Слезы, которые редко знал за собою Пушкин, подступили к горлу. Он передохнул немного и продолжал:

— Дальше он с излишней восторженностью благодарит меня за книги и философствует совершенно так же, как будто находится не в занесенном снегом Баргузине, а в аллеях Царскосельского парка между лекцией Куницына и… — Пушкин умолк.

— Позволь, я дочитаю, — Данзас потянул письмо и, приблизив к глазам, улыбнулся: — И почерк такой же нелепо-милый, как и его обладатель… Ну, слушайте: «Не хвалю тебя, Александр Сергеевич, потому что должно ожидать от тебя всегда всего прекрасного…»

Пушкин взял у Данзаса письмо и спрятал у себя на груди.

А какая у него неутолимая жажда знаний! — заговорил он после долгого молчания. — Прослышав о моей работе над Петром, он в каждом письме просит поскорее прислать ему этот мой труд. Бедный Кюхля! Вряд ли он когда-нибудь дождется этого!

— Почему?!

— Что ты, Александр Сергеевич!

— Пора же, наконец, и нам, русским, знать свою историю.

— Ведь Карамзин остановился у важнейшего ее периода…

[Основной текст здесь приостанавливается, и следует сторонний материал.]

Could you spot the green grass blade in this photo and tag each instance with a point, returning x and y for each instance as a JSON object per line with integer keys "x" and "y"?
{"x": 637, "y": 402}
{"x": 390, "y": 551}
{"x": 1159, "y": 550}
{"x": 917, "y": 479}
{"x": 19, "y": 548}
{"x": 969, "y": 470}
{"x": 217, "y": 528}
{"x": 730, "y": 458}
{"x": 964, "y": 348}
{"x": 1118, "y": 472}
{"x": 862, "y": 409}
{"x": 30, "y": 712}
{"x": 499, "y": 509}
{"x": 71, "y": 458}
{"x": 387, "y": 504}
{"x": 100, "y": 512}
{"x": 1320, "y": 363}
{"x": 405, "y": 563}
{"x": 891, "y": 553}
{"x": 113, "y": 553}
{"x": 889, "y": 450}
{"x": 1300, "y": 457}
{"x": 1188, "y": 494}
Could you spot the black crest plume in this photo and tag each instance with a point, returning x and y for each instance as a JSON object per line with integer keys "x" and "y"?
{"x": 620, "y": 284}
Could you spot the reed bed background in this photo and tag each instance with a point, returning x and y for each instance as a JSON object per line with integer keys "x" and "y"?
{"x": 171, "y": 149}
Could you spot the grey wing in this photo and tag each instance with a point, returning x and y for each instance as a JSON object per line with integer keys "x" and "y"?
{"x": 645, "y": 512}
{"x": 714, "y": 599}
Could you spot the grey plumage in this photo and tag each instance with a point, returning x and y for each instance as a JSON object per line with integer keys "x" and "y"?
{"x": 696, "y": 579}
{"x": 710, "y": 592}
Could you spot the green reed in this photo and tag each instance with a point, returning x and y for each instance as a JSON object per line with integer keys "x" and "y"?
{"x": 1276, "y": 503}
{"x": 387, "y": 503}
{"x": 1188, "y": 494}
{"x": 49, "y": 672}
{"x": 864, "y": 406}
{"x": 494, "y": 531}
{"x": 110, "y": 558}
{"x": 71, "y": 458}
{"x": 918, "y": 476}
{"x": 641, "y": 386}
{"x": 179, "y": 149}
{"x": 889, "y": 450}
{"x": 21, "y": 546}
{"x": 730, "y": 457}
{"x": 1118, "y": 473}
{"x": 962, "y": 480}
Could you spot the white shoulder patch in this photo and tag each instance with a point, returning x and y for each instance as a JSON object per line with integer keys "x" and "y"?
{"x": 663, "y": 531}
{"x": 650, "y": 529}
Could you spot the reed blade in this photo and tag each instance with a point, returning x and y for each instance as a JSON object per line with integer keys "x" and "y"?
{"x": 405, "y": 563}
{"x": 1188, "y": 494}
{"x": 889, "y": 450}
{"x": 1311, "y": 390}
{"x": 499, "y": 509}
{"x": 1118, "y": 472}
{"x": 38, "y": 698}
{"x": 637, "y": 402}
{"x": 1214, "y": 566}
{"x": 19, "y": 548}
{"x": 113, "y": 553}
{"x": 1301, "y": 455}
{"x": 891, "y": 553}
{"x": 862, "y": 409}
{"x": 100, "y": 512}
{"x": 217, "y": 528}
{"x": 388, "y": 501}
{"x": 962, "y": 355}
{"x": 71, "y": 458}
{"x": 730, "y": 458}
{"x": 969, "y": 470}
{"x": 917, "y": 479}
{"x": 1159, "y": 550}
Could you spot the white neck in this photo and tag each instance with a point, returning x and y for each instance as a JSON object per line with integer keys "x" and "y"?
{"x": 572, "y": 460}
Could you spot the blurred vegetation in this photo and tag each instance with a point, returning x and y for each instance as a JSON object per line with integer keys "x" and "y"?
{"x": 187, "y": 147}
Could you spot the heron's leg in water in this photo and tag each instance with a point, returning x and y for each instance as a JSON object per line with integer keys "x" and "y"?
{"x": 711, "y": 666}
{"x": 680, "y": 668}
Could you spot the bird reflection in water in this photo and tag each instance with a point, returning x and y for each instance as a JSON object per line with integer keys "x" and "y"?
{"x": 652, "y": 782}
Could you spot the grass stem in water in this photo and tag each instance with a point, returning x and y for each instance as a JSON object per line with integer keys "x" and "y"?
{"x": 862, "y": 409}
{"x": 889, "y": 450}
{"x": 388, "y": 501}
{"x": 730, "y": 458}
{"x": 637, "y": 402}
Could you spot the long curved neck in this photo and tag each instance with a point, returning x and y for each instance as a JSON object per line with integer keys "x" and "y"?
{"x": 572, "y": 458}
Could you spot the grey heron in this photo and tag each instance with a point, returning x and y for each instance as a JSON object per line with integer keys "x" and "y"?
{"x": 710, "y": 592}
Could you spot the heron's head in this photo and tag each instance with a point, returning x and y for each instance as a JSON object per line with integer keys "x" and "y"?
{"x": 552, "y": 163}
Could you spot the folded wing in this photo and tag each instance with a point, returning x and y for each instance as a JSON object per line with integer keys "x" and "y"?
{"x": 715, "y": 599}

От этих возгласов лицо Пушкина просветлело, глаза засияли.

— Русская история, — взволнованно заговорил он, — и в особенности наша новая история! Какое это обширное и вовсе не обработанное поле! Клянусь честью, что ни за что на свете я не хотел бы иметь другой истории, как историю наших предков… Работа над Годуновым скрасила мое изгнание в Михайловском. Позднее я с увлечением изучал архивные документы и рыскал по оренбургским степям, отыскивая живых свидетелей восстания Пугачева. Наконец, со страхом и трепетом я приступил к Петру. Никто так крепко не приковал к себе моего воображения, как этот государь. Мысль внести светильник истины в темные архивы его царствования возникла у меня давно. Помню, стоял я однажды в Эрмитаже перед библиотекой Вольтера и перелистывал страницы его «Истории Петра»…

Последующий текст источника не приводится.